We had two in town, then one was Store Mose and the other was Junkyard Mose. I knew both, but I am writing about Junkyard Mose.
My father bought property from Mose in the early 1940s. I was 10 to 12 years old at the time; it may have been sooner than that. My father and Mose were good friends. One of my first memories of Mose was me picking up pieces of scrap metal and taking them to the junkyard and selling them to Mose.
He would say, “Ralph, you are selling me back my own junk,” but he would always give me a quarter for it. That was the start of a great memory. As I got older, I drove a truck for my father starting at 15 because of the war, he couldn’t get drivers. But I am straying away from my story.
He lived on East Washington and Mose was on East Main. Mose would take his daughter to school and anytime he would see me walking to school, he would pick me up and take me to school or home.
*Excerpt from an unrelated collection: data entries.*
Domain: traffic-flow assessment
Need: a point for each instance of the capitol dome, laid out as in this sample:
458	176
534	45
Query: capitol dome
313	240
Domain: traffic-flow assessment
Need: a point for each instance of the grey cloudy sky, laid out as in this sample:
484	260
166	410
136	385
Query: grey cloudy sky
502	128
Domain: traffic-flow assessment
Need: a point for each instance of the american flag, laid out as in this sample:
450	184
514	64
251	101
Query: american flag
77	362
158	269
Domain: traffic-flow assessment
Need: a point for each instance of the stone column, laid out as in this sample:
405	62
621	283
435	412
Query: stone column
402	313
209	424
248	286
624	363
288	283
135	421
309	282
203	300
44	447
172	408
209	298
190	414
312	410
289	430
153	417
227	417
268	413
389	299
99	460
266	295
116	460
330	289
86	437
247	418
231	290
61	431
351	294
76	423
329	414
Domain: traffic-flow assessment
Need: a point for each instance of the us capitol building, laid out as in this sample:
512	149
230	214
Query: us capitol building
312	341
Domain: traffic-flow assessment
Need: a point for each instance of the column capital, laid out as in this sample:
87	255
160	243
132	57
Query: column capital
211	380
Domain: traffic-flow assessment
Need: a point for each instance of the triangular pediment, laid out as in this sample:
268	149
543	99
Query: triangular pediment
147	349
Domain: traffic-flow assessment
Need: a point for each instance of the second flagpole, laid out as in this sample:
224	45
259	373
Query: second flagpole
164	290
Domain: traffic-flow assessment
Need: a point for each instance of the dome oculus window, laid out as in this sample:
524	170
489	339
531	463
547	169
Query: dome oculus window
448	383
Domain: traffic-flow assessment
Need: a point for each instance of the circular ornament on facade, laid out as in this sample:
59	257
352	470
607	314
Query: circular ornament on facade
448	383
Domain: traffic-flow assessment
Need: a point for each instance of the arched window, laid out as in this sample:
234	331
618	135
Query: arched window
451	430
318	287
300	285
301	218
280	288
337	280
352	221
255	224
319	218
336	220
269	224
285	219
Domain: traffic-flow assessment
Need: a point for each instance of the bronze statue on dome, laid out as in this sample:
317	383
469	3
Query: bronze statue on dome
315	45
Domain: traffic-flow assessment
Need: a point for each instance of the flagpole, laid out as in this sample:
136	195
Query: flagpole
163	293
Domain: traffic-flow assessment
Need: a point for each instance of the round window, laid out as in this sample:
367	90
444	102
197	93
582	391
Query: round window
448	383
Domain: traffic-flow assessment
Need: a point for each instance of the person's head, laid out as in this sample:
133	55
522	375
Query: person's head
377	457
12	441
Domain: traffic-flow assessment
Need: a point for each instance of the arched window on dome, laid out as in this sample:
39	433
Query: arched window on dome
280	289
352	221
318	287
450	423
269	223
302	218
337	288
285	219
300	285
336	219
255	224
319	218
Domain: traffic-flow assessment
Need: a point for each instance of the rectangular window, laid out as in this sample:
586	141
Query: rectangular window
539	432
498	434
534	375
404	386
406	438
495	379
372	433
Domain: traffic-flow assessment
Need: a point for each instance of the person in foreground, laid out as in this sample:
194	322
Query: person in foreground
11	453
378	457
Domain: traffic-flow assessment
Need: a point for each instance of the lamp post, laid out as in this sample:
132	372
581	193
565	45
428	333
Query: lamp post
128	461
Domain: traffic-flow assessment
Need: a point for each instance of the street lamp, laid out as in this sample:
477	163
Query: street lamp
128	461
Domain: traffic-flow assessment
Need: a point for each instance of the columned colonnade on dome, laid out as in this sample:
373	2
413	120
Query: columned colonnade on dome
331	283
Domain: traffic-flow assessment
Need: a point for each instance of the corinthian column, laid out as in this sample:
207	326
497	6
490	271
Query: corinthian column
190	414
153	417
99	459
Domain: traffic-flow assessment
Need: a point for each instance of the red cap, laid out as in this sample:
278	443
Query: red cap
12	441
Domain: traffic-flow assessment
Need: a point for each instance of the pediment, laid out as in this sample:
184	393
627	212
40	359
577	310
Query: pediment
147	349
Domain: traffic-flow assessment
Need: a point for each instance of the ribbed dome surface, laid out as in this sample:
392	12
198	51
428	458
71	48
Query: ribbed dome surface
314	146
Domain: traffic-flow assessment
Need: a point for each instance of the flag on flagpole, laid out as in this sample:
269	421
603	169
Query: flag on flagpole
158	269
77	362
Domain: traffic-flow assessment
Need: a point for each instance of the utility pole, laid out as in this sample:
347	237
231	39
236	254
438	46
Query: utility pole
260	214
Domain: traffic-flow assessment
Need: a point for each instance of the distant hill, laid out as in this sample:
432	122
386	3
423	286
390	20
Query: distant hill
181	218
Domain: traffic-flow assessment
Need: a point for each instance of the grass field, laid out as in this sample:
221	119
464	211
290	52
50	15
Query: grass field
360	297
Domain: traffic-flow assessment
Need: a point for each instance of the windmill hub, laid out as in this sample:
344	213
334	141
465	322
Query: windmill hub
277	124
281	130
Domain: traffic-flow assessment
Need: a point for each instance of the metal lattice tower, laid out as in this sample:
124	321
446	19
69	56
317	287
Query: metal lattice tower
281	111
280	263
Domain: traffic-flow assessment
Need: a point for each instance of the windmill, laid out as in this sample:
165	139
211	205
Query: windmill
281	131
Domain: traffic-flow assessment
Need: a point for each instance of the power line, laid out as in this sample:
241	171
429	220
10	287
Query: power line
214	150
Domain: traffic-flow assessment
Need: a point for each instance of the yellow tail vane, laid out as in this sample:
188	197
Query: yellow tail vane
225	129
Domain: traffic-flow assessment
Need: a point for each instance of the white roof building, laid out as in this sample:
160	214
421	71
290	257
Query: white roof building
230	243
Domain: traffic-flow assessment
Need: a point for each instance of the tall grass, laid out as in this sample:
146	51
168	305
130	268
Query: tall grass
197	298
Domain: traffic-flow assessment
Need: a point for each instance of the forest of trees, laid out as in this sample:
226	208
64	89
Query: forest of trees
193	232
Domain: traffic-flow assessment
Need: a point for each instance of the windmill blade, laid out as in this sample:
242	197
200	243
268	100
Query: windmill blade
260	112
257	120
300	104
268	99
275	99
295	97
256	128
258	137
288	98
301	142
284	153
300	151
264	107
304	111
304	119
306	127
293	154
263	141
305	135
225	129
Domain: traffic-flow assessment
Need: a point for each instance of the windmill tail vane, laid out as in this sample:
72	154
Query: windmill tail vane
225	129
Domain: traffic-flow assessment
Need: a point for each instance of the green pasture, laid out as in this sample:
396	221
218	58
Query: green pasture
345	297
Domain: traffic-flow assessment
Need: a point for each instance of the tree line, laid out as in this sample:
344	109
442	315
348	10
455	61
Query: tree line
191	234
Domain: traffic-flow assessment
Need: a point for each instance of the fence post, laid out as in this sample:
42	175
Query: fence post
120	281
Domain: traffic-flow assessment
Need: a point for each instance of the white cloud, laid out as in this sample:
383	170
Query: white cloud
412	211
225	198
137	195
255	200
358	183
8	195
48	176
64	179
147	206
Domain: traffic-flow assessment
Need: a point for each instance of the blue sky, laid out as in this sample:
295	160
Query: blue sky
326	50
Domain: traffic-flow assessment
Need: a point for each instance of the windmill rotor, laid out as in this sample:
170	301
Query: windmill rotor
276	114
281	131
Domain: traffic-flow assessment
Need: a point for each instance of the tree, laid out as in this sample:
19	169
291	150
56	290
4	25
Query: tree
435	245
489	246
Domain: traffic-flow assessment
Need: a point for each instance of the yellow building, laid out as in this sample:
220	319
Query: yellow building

My father and I would get into disagreements and I know he would tell Mose and Mose would have me come over and he would talk to me. He was a kind man, a gentle man, consistent. To me, Mose was a godfather.
The people who worked for Mose and some who came in who made little insulting remarks, and Mose would just smile. I know they respected him; they were his family. They drank a little too much on weekends. We bail them out of jail, but they were my people. I grew up with them: the Hersley brothers and I can’t leave out the Robbins.